In a move that could disrupt the business model of law firms that file large numbers of lawsuits to collect money from debtors, the Consumer Financial Protection Bureau (CFPB) took a debt collection firm to court last month for the first time. It accused Frederick J. Hanna & Associates, based in Marietta, Ga., of violating federal consumer protection laws.
The action, legal specialists say, shows that the CFPB intends to target other high-volume law firms over allegations that debt collection claims can be outdated, incorrect, lacking in documentary support, or overlapping with other claims against the same consumers. Such suits often target debtors who have little knowledge of the judicial system and may fail to appear in court, leading to judgments against them that can be difficult to correct.
The CPFB's suit accuses Hanna & Associates of churning out more than 350,000 credit card collection complaints against consumers -- some of whom may actually owe nothing or less than claimed.

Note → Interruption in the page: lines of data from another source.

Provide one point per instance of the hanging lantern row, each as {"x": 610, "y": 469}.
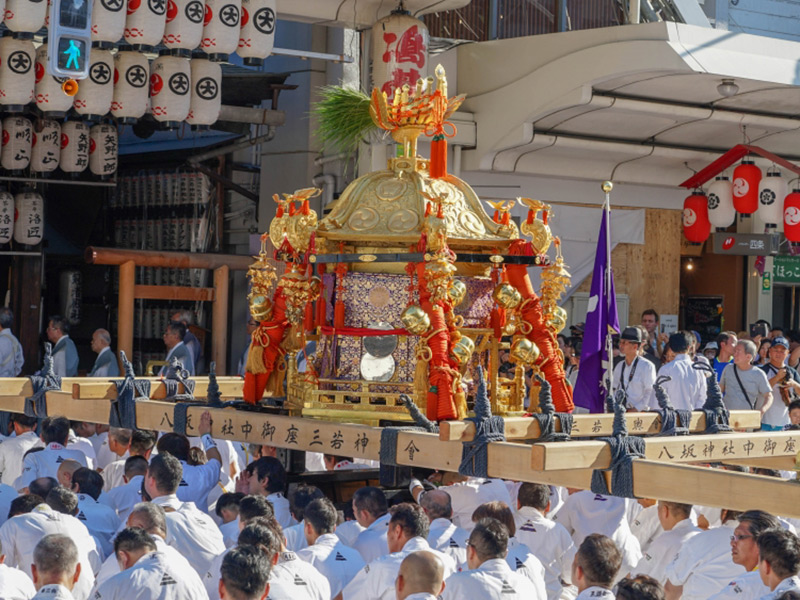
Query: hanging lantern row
{"x": 73, "y": 146}
{"x": 21, "y": 218}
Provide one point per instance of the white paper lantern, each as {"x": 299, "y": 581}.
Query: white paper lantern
{"x": 46, "y": 146}
{"x": 49, "y": 96}
{"x": 6, "y": 217}
{"x": 257, "y": 35}
{"x": 184, "y": 28}
{"x": 103, "y": 150}
{"x": 29, "y": 220}
{"x": 170, "y": 87}
{"x": 17, "y": 75}
{"x": 771, "y": 192}
{"x": 108, "y": 22}
{"x": 206, "y": 97}
{"x": 221, "y": 28}
{"x": 399, "y": 52}
{"x": 144, "y": 25}
{"x": 25, "y": 17}
{"x": 96, "y": 92}
{"x": 720, "y": 203}
{"x": 74, "y": 147}
{"x": 16, "y": 152}
{"x": 131, "y": 91}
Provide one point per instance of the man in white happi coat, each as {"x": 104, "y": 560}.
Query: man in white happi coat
{"x": 148, "y": 573}
{"x": 744, "y": 552}
{"x": 489, "y": 577}
{"x": 596, "y": 567}
{"x": 675, "y": 519}
{"x": 335, "y": 561}
{"x": 408, "y": 528}
{"x": 56, "y": 567}
{"x": 421, "y": 577}
{"x": 549, "y": 541}
{"x": 779, "y": 562}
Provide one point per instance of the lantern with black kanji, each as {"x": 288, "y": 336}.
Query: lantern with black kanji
{"x": 791, "y": 216}
{"x": 206, "y": 98}
{"x": 170, "y": 89}
{"x": 74, "y": 147}
{"x": 721, "y": 212}
{"x": 221, "y": 28}
{"x": 257, "y": 34}
{"x": 6, "y": 217}
{"x": 771, "y": 191}
{"x": 131, "y": 89}
{"x": 746, "y": 178}
{"x": 93, "y": 100}
{"x": 145, "y": 22}
{"x": 50, "y": 98}
{"x": 16, "y": 150}
{"x": 399, "y": 51}
{"x": 184, "y": 28}
{"x": 29, "y": 218}
{"x": 25, "y": 17}
{"x": 108, "y": 22}
{"x": 17, "y": 76}
{"x": 696, "y": 226}
{"x": 103, "y": 150}
{"x": 46, "y": 146}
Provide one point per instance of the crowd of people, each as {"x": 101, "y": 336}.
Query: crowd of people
{"x": 91, "y": 512}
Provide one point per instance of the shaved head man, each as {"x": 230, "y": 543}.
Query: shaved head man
{"x": 421, "y": 576}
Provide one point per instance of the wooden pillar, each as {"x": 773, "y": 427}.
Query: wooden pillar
{"x": 127, "y": 283}
{"x": 219, "y": 318}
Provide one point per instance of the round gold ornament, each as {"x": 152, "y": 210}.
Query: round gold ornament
{"x": 524, "y": 351}
{"x": 506, "y": 296}
{"x": 415, "y": 320}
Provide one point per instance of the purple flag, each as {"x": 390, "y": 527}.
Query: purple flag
{"x": 594, "y": 373}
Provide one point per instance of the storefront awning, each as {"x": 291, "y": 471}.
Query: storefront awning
{"x": 636, "y": 104}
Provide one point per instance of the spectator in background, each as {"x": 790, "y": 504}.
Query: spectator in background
{"x": 11, "y": 358}
{"x": 105, "y": 365}
{"x": 65, "y": 354}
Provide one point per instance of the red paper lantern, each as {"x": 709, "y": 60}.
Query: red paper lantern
{"x": 791, "y": 216}
{"x": 746, "y": 178}
{"x": 696, "y": 226}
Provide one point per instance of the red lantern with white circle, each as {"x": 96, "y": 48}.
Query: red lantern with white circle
{"x": 257, "y": 35}
{"x": 103, "y": 150}
{"x": 399, "y": 51}
{"x": 170, "y": 89}
{"x": 108, "y": 22}
{"x": 74, "y": 147}
{"x": 6, "y": 217}
{"x": 184, "y": 29}
{"x": 25, "y": 17}
{"x": 145, "y": 22}
{"x": 746, "y": 178}
{"x": 17, "y": 73}
{"x": 721, "y": 212}
{"x": 46, "y": 146}
{"x": 16, "y": 150}
{"x": 29, "y": 219}
{"x": 696, "y": 226}
{"x": 95, "y": 93}
{"x": 50, "y": 98}
{"x": 771, "y": 192}
{"x": 221, "y": 28}
{"x": 131, "y": 86}
{"x": 206, "y": 98}
{"x": 791, "y": 216}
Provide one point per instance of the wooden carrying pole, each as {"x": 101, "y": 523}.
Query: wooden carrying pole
{"x": 128, "y": 260}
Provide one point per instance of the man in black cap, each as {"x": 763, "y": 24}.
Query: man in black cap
{"x": 635, "y": 374}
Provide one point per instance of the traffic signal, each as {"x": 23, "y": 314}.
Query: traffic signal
{"x": 70, "y": 38}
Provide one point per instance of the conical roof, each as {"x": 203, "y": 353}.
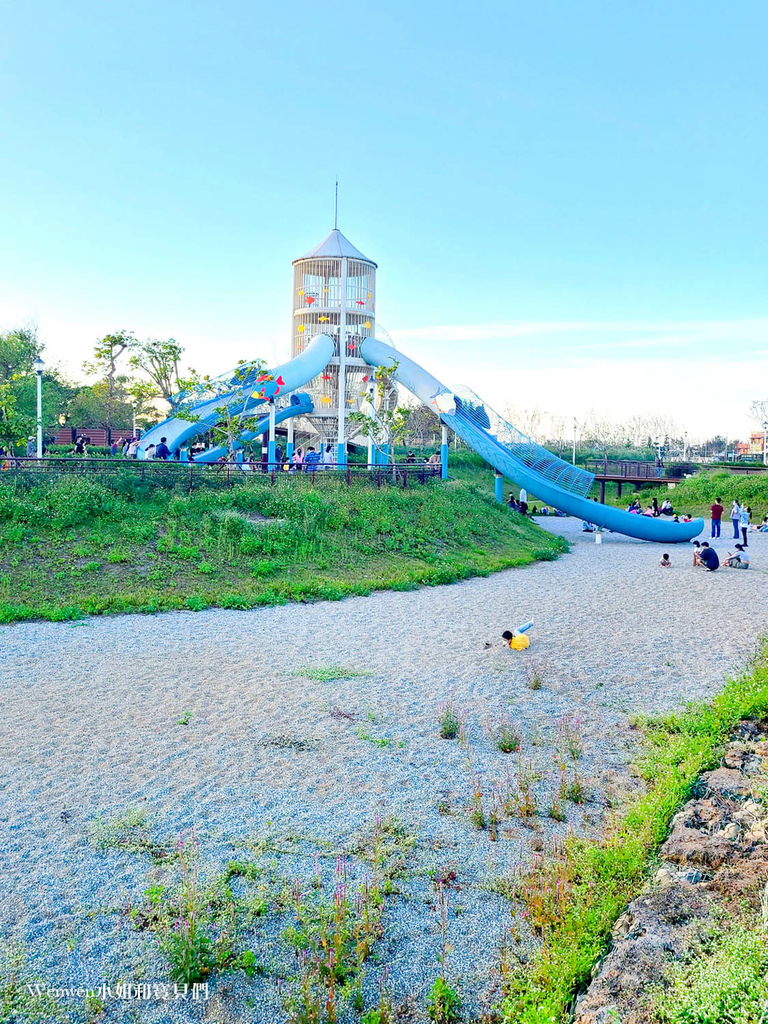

The firm's lawyers often spend less than one minute reviewing each suit, the suit alleges.
While the National Association of Retail Collection Attorneys argues that the federal watchdog is overstepping its reach because states are supposed to regulate their licensed attorneys, CFPB officials contend that the bureau may sue law firms that operate as debt collection businesses rather than legal advisers.
CFPB officials are also considering rules to put tougher requirements on debt collectors to ensure they have the right to collect on a debt and that the amount is accurate.